Pelarian tanpa tujuan, memutari sekolahan. Manu mulai curiga ketika Yoga yang berada memimpin di depan hanya berlari tanpa tujuan untuk keluar. Meskipun Manu sejak tadi sudah berteriak menuntun jalan, tetapi Yoga seperti kehilangan pendengarannya. Terpaksa, Manu berlari ke depan mendahului Yoga. Ia tahu jika harus melewati lorong kelas dan kembali ke parkiran. Lalu memutar ke belakang untuk menaiki tembok samping.
Jalan satu-satunya agar bisa keluar adalah melalui jalan setapak yang biasa dilewati ketika anak-anak itu membolos. Melihat langkah Manu, mereka segera memahami arahnya. Begitu pula dengan Denaya yang segera melepaskan genggaman tangan Gunawan untuk menyusul Manu di depan. Ia ingat jalan itu.
“Manu, tunggu!” teriak Denaya di belakang.
Tiba-tiba, di parkiran ada Faray yang seperti sudah menunggu mereka datang. Mendengar langkah mereka, Faray menoleh dengan cepat, berbalik mengejar kelimanya. Manu menghentikan lajunya, mengerem mendadak hingga yang berada di belakang menabraknya beruntun, seperti tabrakan di jalan tol.
Stop!
“Faray-Faray, balik-balik!” keluh Manu berbalik. Diikuti oleh yang lainnya. Dari arah depan Edo dan Hardi juga bermunculan mengejar. Mereka nyaris terkepung dari timur dan selatan. Terpaksa, Manu mengarahkan kakinya ke utara yang searah dengan Blok F yang buntu, jalan mati.
“Manu, ngapain ke kelas, buntu!” protes Gunawan dari belakang. Manu tahu itu, tetapi tidak ada jalan lain.

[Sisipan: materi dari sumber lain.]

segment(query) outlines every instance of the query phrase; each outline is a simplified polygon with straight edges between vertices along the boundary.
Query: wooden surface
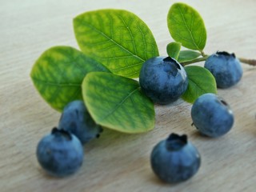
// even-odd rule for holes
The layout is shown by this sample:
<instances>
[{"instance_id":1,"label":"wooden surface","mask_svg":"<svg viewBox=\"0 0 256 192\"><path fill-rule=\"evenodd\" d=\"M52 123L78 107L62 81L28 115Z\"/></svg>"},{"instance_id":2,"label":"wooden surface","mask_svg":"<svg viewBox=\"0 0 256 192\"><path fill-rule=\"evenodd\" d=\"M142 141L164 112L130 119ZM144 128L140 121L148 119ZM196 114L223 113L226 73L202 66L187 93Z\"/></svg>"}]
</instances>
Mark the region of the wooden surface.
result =
<instances>
[{"instance_id":1,"label":"wooden surface","mask_svg":"<svg viewBox=\"0 0 256 192\"><path fill-rule=\"evenodd\" d=\"M57 45L78 48L72 18L87 10L120 8L144 20L166 55L171 40L167 0L1 0L0 6L0 190L1 191L255 191L256 67L242 65L242 80L218 94L231 106L235 123L226 135L200 136L190 126L191 106L182 100L156 106L154 130L128 135L106 130L85 146L82 169L66 178L48 177L35 157L39 139L57 125L60 114L37 93L31 67L46 49ZM256 58L255 0L187 0L205 20L205 52L234 52ZM202 155L202 166L191 179L164 184L150 166L152 147L175 132L186 134Z\"/></svg>"}]
</instances>

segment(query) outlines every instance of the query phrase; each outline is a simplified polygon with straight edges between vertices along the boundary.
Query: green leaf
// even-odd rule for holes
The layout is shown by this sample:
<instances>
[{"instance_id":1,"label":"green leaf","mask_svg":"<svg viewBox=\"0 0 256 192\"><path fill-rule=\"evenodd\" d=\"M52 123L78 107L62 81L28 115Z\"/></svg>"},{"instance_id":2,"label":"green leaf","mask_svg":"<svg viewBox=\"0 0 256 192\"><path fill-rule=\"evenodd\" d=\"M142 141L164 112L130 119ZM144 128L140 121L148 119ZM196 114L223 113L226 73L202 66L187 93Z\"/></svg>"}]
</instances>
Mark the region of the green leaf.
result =
<instances>
[{"instance_id":1,"label":"green leaf","mask_svg":"<svg viewBox=\"0 0 256 192\"><path fill-rule=\"evenodd\" d=\"M185 3L174 3L169 10L167 24L176 42L188 49L202 51L206 42L206 30L197 10Z\"/></svg>"},{"instance_id":2,"label":"green leaf","mask_svg":"<svg viewBox=\"0 0 256 192\"><path fill-rule=\"evenodd\" d=\"M182 98L190 103L200 95L206 93L217 94L217 86L214 77L204 67L198 66L185 66L189 86L183 94Z\"/></svg>"},{"instance_id":3,"label":"green leaf","mask_svg":"<svg viewBox=\"0 0 256 192\"><path fill-rule=\"evenodd\" d=\"M179 52L178 61L179 62L189 62L198 58L201 55L199 52L194 50L181 50Z\"/></svg>"},{"instance_id":4,"label":"green leaf","mask_svg":"<svg viewBox=\"0 0 256 192\"><path fill-rule=\"evenodd\" d=\"M179 55L179 52L181 50L181 47L182 43L180 42L170 42L166 47L169 57L177 60Z\"/></svg>"},{"instance_id":5,"label":"green leaf","mask_svg":"<svg viewBox=\"0 0 256 192\"><path fill-rule=\"evenodd\" d=\"M94 121L124 133L154 127L154 103L137 81L104 72L92 72L82 82L82 95Z\"/></svg>"},{"instance_id":6,"label":"green leaf","mask_svg":"<svg viewBox=\"0 0 256 192\"><path fill-rule=\"evenodd\" d=\"M35 62L30 77L46 102L62 111L68 102L82 99L81 84L91 71L109 70L74 48L54 46Z\"/></svg>"},{"instance_id":7,"label":"green leaf","mask_svg":"<svg viewBox=\"0 0 256 192\"><path fill-rule=\"evenodd\" d=\"M115 74L138 78L144 62L159 55L149 27L127 10L86 12L74 19L74 29L82 51Z\"/></svg>"}]
</instances>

Otaknya mulai kelabakan, kakinya semakin lelah dan ia melirik ke belakang semuanya sudah keletihan berlari. Manu melihat ketiga zombie terus mengejar di belakang dan semakin dekat dengan Gunawan. Akhirnya, ia memikirkan ide untuk mengecoh ketika melihat pilar besar di depan. Ia terpaksa menyuruh teman-temannya untuk masuk ke kamar monyet, sementara ia mengalihkan Zombie-zombie itu ke tempat lain.
“Monyet-monyet!” teriak Manu sambil menunjuk ke kiri dengan telunjuknya. Yoga mengangguk memahami perintah itu. Sementara yang lainnya merasa heran karena Manu terus berlari ke arah yang berlawanan.

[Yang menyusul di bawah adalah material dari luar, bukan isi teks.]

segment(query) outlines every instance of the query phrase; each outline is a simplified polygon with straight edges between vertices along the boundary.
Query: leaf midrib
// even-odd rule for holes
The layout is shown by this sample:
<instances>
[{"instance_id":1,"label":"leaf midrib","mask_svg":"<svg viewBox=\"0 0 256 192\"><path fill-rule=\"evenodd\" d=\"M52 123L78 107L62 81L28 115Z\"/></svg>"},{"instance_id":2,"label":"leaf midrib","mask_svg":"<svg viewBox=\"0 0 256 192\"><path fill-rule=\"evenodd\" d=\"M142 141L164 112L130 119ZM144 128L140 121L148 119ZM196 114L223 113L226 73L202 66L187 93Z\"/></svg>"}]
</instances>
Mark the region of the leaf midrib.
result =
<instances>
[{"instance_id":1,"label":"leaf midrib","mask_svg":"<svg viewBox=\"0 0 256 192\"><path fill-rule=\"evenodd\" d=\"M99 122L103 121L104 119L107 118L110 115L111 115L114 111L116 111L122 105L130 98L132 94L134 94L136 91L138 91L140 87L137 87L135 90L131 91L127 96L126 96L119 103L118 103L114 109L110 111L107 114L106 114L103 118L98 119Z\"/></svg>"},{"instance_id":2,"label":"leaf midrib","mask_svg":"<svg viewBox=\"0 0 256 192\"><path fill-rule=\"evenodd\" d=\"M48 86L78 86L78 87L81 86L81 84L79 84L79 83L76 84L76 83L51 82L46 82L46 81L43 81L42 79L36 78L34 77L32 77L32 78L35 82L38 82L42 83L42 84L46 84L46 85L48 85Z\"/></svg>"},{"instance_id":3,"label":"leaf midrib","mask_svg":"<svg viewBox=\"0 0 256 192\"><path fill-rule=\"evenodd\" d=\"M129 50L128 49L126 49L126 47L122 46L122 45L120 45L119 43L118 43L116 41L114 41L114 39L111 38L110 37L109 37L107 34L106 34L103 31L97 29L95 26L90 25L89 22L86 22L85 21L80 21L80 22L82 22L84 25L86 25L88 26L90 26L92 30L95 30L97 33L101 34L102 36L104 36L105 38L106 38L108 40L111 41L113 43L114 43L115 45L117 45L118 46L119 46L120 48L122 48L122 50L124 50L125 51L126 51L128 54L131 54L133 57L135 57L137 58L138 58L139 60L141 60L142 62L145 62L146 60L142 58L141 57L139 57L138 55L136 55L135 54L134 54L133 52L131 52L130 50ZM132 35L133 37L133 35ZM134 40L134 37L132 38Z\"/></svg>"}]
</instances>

“Manu? Manu mau ke mana??” seru Denaya bingung.
Yoga kembali memimpin dan mengikuti perkataan Manu untuk menggiring teman-temannya ke monyet. Mereka pun mengambil jalan setelah tembok pilar besar di depan. Di sanalah kamar monyet berada yang berhasil membuat zombie kehilangan jejak mereka. Suara Manu yang berlari ke arah gedung terbengkalai berhasil mengecoh zombie-zombie itu agar mengejarnya. Sementara, keempat tempatnya melesak ke dalam kamar monyet.
Langkah Gunawan yang terakhir memasuki monyet segera menutup pintu rapat-rapat dengan mengrendelnya. Ia berjalan mundur, mendorong teman-temannya supaya lebih masuk ke dalam. Memastikan Para zombie tak mengikuti mereka ke kamar itu. Dengan perasaan takut sekaligus was-was, semuanya seperti menahan napas. Untuk memastikan keadaan aman dari kejaran.
Selang beberapa detik, Yoga mengangguk-angguk sambil menarik napas lega diikuti dengan lainnya. Sejenak mereka merasa lega karena terhindar dari kejaran zombie. Baru saja melepas napas yang terengah-engah, tiba-tiba ….
Buk! Buk!
“Yoga, bukain, buruan!” bisik Manu dari luar.
Suara pintu diketuk kencang. Semuanya membelalak, menganga-nganga lebar.
Namun, itu adalah Manu yang berhasil mengelabui kejaran zombie.
“Sialan lu, bikin kaget aja!” protes Gunawan sambil membuka pintu dan menutupnya kembali.
“Sorry-sorry!” keluh Manu yang menunduk memegangi kedua lututnya yang hampir lepas.
“Syukur deh, gw kira lo ninggalin kita-kita,” rintih Denaya. Mendadak kelopak matanya sudah penuh dengan airmata. Sebentar lagi akan ada rintik hujan lokal yang membasahi tempat suci itu.
Manu bisa melihat mata Denaya yang sudah kemerahan. Ia tahu jika Denaya sedang terguncang kejiwaannya melihat kejadian mengerikan ini.